There are multiple factors contributing to successful scalability, including service providers being able to handle the load, hardware you use to run the application and the way the actual application is written. “Every point is a potential point of failure,” van der Linden adds. “By trying to prevent these failures, retailers are actively implementing microservices architecture. And while this can improve scalability, it does not limit system failures.”

It’s important to remember that every system has a breaking point. Online retailers need to decide if their breaking point is acceptable for them or not. “How retailers handle failure and recover from the breakage is more important than attempting to prevent failure entirely. You can test as many times as you want, but you won’t really know until you’re out in the wild what’s going to happen.”
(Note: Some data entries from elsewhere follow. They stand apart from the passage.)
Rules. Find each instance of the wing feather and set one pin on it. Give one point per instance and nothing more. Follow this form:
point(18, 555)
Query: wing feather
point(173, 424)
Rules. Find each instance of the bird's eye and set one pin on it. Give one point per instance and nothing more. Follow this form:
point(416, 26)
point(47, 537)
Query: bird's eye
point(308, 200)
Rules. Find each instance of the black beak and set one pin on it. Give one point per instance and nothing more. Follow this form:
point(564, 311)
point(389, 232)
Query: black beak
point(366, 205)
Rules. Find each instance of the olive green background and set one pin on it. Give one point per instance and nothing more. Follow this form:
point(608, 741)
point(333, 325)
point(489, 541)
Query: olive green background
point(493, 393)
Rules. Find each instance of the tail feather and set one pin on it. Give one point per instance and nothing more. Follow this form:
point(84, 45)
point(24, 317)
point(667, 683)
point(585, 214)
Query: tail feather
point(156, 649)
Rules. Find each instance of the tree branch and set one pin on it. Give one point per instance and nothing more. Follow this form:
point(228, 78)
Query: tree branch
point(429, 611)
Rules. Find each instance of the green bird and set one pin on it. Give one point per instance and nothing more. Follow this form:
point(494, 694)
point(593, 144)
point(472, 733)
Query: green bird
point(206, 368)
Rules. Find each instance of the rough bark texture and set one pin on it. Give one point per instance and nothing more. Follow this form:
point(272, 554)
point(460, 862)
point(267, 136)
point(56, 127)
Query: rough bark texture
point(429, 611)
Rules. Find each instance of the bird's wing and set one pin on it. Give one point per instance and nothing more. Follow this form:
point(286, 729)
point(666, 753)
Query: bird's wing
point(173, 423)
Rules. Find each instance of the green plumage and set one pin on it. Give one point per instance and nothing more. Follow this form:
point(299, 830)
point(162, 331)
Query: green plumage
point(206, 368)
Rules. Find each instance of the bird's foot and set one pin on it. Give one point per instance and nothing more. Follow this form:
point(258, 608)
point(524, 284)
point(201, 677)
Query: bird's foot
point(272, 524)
While retailers can’t prevent a Black Friday blackout, they can reduce the damage it causes. According to van der Linden, system crashes aren’t only a tech problem but a business problem as well. “Chinese multi-national conglomerate, Alibaba, is an excellent example of the ability to deliver service while still handling massive loads. With over 500 million users a month, Alibaba has the correct tech and business processes in place to deal with high traffic surges. But even such a gigantic retailer is not immune to failure.”

Unfortunately there is no quick fix for the Black Friday masses. “There’s no silver bullet,” van der Linden adds. “System outages are frustrating for both retailers and users, but the best way to handle recovery is to record as much as possible the first time a system fails and improve systematically.”